Neal told reporters in Massachusetts Tuesday night that he and Mnuchin agreed to discuss a bipartisan infrastructure bill following the recent deal on the revised U.S.-Mexico-Canada trade pact that President Trump is expected to sign into law in the coming days.
“We need to agree on some numbers and proceed on the basis that the country badly needs it, and I think that it is doable,” Neal said, according to the State House News Service.
Attempts by Speaker Nancy Pelosi (D-Calif.) and Senate Minority Leader Charles Schumer (D-N.Y.) to broker infrastructure legislation with Trump last year collapsed when the president walked out of a meeting. Trump had taken offense at Pelosi accusing him of being “engaged in a cover-up” and said he wouldn’t work with Democrats while they are investigating him.
But Neal maintained that there is incentive on both sides to work out a deal, even in an election year.
“I think big things can get done in election years,” Neal said. “This is one of those issues that’s interesting because the president needs it and we want it.”
Pelosi said at a press conference last Thursday that Democrats plan to roll out infrastructure legislation next week when the House returns from recess.

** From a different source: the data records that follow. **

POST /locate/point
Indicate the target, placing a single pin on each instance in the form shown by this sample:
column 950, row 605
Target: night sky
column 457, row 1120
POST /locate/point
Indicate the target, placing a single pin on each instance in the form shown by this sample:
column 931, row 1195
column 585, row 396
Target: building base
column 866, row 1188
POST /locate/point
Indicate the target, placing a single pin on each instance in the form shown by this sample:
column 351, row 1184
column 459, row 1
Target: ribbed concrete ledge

“It is something we talked about during the campaign. It is something that the president talked about as a priority during the campaign. We thought we would be able to move in a positive way on this,” Pelosi said.

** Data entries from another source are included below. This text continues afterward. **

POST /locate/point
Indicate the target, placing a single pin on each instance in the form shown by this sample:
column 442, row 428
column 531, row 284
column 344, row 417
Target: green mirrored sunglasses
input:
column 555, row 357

“So far, they have not come on board. However, we’ve decided now we’ll just have to go forward, and we do believe that now, with the passage of the U.S.-Mexico-Canada Agreement, that they might be interested in cooperating in other ways,” Pelosi added.
A spokeswoman for the House Transportation and Infrastructure Committee, which has been taking the lead on a legislative framework, said there is no bill text yet but that there may be more details next week.
Tensions already began flaring Tuesday when the Senate considered a resolution establishing the rules for the impeachment trial, which passed around 2 a.m.
At one point late into the night, Supreme Court Chief Justice John Roberts issued a rare admonishment to the House impeachment managers and Trump’s defense team following a harsh exchange over an amendment seeking to subpoena former White House national security adviser John Bolton.